Masyarakat jangan percaya dan terprovokasi dengan informasi hoax dan propaganda yang beredar pasca Pemilu 2019. Masyarakat harus berupaya merajut kembali persaudaraan dan kolaborasi untuk menjaga perdamaian Indonesia, jangan sampai karena perbedaan politik meminta referendum.  

Hal ini menjadi salah satu kesimpulan pada kegiatan Silaturahmi dan Dialog Kebangsaan yang diadakan oleh Rumah Milenial, Lembaga Kajian Strategi Bangsa (LKSB), Keluarga Besar Putra Putri Polri (KBPPP), dan Himpunan Putra Putri Angkatan Darat (HIPAKAD) di Gedung PBNU Kramat Raya, Jakarta Pusat.

Selain itu, forum silaturahmi mengapresiasi kinerja aparat keamanan yang berusaha maksimal menjaga kondusifitas dan keamanan masyarakat pasca perhelatan Pemilu. Serta mendesak aparat hukum untuk segera mengusut pelaku kerusuhan 21-22 Mei serta dalang dan pendana di belakangnya karena telah menelan banyak korban jiwa dan luka. 

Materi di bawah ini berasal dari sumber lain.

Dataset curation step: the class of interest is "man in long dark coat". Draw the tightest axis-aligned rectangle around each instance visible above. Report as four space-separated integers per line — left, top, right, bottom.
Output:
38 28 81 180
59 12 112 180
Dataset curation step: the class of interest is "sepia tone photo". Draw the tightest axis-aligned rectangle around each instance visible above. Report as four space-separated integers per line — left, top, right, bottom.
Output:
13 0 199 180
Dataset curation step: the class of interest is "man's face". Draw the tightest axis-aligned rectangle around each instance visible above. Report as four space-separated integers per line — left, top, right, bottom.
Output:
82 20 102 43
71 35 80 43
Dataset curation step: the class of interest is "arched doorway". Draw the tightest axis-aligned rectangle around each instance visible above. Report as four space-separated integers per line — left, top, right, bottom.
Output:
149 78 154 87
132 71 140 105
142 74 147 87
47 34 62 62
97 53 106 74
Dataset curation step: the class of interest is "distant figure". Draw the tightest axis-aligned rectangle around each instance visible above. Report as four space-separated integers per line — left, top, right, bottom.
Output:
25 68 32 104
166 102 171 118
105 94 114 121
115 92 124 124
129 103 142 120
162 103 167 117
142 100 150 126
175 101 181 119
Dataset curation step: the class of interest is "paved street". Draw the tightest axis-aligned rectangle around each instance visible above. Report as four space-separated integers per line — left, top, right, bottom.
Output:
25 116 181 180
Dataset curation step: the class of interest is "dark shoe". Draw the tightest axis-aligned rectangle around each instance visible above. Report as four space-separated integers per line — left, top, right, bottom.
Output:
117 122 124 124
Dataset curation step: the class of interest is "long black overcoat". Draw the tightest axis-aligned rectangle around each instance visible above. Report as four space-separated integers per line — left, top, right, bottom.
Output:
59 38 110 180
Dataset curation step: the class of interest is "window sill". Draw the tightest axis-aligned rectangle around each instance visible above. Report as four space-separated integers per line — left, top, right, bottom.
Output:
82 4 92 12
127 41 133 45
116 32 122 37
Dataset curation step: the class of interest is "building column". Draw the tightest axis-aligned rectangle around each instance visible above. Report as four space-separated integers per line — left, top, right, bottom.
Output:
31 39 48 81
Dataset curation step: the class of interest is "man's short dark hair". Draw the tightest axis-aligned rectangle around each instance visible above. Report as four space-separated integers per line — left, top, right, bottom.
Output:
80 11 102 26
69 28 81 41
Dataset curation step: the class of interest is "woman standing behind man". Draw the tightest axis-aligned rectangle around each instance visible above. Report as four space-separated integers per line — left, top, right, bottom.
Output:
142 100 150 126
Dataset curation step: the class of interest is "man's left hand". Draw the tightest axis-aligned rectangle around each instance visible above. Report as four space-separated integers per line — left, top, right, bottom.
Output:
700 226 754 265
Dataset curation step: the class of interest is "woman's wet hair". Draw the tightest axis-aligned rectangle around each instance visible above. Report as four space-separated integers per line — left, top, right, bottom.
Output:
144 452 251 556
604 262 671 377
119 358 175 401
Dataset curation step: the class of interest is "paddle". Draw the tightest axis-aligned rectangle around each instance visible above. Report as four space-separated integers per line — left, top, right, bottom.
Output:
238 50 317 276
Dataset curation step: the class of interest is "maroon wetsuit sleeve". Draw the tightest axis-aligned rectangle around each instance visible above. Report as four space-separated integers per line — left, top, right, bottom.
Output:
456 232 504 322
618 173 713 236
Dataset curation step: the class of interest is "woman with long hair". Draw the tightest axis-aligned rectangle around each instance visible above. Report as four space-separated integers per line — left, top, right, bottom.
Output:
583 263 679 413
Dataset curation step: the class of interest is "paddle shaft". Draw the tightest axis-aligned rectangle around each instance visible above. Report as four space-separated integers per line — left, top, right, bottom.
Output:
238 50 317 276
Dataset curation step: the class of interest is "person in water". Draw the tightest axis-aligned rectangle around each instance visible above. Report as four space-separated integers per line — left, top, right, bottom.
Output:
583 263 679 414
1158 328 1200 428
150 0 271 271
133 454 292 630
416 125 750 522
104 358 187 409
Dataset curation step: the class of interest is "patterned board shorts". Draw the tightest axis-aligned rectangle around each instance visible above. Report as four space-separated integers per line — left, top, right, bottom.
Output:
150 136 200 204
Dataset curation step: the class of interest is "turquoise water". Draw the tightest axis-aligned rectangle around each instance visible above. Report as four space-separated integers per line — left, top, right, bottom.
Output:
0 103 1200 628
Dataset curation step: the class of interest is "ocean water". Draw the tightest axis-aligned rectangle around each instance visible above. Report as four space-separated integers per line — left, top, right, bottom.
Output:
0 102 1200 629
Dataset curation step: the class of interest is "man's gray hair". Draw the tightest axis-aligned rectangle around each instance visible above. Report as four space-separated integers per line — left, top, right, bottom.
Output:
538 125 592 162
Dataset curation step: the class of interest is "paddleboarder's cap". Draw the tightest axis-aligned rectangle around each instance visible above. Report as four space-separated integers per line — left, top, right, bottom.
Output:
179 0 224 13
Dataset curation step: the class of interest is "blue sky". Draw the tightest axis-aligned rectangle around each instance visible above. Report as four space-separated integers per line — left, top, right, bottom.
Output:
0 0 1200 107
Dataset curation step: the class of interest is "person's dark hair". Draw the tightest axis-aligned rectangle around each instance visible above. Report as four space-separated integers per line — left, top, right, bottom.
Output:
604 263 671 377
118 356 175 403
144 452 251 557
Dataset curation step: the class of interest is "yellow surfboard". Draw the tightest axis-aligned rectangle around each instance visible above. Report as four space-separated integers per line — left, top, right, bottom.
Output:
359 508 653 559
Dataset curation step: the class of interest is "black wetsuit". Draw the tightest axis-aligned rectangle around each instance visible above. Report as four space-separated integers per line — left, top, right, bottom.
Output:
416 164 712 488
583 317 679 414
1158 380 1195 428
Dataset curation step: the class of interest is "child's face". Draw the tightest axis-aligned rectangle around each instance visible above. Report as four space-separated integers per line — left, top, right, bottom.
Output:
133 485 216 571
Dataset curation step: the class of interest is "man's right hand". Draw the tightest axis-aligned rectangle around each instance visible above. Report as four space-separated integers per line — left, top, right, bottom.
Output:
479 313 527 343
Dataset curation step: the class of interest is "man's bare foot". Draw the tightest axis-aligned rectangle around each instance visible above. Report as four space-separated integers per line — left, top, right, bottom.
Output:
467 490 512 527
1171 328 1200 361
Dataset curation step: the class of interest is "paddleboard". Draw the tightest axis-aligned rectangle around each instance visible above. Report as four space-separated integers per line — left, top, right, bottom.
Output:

Dalam dialog ini, Intelektual muda NU, Abdul Ghopur mengatakan memahami demokrasi harus komprehensif agar dapat mengetahui hakikat dari demokrasi tersebut. Menurutnya, demokrasi dalam arti lain bukanlah tujuan melainkan alat untuk mencapai tujuan yakni kemakmuran, kesejahteraan dan kedaulatan rakyat. 

"Demokrasi bukanlah pemicu perpecahan antar bangsa, demokrasi adalah indikator bersatunya masyarakat untuk mewujudkan cita cita kemerdekaan Indonesia. Kuncinya, masyarakat harus menerima perbedaan pandangan dan legowo atas berbagai kebijakan yang telah disepakati atas nama bangsa Indonesia. Perbedaan adalah rahmat dan kita wajib mengelolanya dengan bijaksana," katanya.

Direktur Lembaga Kajian Strategis Bangsa (LKSB) ini juga menyikapi adanya permintaan referendum pasca perhelatan Pemilu 2019.

"Kemerdekaan Indonesia adalah hasil ijtima para ulama. Ini sangat penting bahwa kemerdekaan dan persatuan Indonesia juga didukung para ulama. Mari kita jaga bersama persatuan dan perdamaian Indonesia," ujarnya.

Hadir pada kegiatan tersebut Bendahara Umum Pengurus Besar Nahdlatul Ulama (PBNU), H Bina Suhendra, Lembaga Kajian Strategi Bangsa (LKSB), Abdul Ghopur, Pendiri Rumah Milenial, Sahat Martin Philip Sinurat, Ketua Umum Himpunan Putra Putri Angkatan Darat (HIPAKAD), Hariara Tambunan, Ketua Umum Keluarga Besar Putra Putri Polri (KBPPP), Bimo Suryono, Sekretaris Eksekutif PGI, Pdt. Jimmy Sormin, dan puluhan peserta dari berbagai kalangan.

Pendiri Rumah Milenial, Sahat Martin Philip Sinurat mengharapkan para tokoh bangsa, elit politik, dan tokoh agama dapat memberikan teladan bagaimana menyikapi hasil Pemilu secara dewasa.

"Generasi milenial pastinya memperhatikan bagaimana ucapan dan sikap dari para tokoh masyarakat, elit politik, dan tokoh agama. Ajarkanlah kepada kami bagaimana kita seharusnya merajut persaudaraan, bukannya permusuhan pasca pelaksanaan Pemilu ini," ujarnya.

Sahat menyayangkan adanya beberapa pihak yang pasca Pemilu ini kemudian meminta dilakukannya referendum untuk memisahkan diri dari Indonesia.

"Tidak pada Pemilu kali ini saja kita mengalami perbedaan politik. Kita dulu pernah mengalami gejolak politik yang lebih besar, bahkan pemerintah saat itu membubarkan beberapa partai politik. Namun tidak ada satupun tokoh bangsa dan elit politik saat itu yang berpikir untuk memecahkan dan membubarkan negara kita. Janganlah karena perbedaan politik sesaat, kita kemudian tega memecah-belah persatuan bangsa dan negara kita," katanya.

"Namun pada silaturahmi hari ini, kita duduk bersama keluarga besar TNI dan Polri, serta bersama tokoh-tokoh agama kita dari PBNU dan PGI, tentunya ini adalah simbol bahwa kita semua tetap solid dan tidak bisa dipecah-belah. Indonesia akan tetap bersatu dan damai. Ini adalah tugas kita bersama untuk dapat berkolaborasi, terkhusus generasi muda," pungkas mantan Ketua Umum GMKI ini.